That was fun. Got a chance to really test drive the 160m inverted-L with the new series capacitance matching installed. The capacitor switching is not yet wired, but the match is best at about 1845. The KAT100 tuner for the K2 is easily able to match the antenna across the CW areas. Without the switching in place, the area above 1900 is not usable, but that’s not a problem for ARRL 160m.

Operating low power into a vertical is a challenge on any band but has always seemed a larger hurdle on 160m. It seems like the Inverted-L is playing very well – certainly better than before the matching at the antenna feed point was improved. There were a few stations that struggled to hear the peeps from the KazShack, but the percentage of good QSO’s versus “no cpy pse ltr” definitely seems to have improved.

Operating was limited mostly to early evening.

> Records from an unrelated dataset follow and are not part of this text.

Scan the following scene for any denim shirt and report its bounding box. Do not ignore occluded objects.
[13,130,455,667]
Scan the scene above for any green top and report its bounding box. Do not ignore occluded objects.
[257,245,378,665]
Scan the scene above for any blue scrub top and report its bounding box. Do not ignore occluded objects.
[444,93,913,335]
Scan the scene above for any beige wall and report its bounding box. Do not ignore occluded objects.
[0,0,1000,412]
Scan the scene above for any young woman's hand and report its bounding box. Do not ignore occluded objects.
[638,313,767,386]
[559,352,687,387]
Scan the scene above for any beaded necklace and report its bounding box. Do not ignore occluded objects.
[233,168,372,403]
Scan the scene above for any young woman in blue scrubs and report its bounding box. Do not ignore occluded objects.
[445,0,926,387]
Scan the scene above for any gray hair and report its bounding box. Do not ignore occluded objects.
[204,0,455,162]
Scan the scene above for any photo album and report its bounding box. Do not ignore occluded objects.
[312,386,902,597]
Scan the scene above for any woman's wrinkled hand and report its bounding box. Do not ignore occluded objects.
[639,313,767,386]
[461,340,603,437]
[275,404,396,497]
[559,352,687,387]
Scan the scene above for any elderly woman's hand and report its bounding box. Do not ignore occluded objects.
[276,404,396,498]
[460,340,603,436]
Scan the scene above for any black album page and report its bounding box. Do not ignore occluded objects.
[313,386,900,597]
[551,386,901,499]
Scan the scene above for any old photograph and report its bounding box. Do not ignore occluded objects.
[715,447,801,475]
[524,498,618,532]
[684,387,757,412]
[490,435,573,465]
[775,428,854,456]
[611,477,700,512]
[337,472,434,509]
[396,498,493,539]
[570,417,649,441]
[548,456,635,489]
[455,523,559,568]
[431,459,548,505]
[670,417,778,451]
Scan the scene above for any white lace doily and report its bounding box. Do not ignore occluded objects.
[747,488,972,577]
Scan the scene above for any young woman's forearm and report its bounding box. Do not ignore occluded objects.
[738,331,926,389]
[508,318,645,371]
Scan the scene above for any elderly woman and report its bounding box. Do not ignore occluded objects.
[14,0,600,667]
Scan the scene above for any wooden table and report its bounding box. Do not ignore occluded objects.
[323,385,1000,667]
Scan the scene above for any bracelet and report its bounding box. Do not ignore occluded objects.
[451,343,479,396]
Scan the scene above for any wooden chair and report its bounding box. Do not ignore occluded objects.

Not a lot of DX worked, just a couple of Caribbean stations and an F2 that must have really good ears. The Caribbean stations were booming, so they probably had less trouble copying the 100w. Didn’t hang in the shack until the EU sunrise, but the F2 was early.

Darting in and out of the KazShack Saturday afternoon, low-and-behold, those three or four intrepid operators cq’ing into the teeth of a mostly dead daytime 160m band have pretty darn good signals. Short distance regional Q’s, but with low noise conditions a few hundred more stations on the […]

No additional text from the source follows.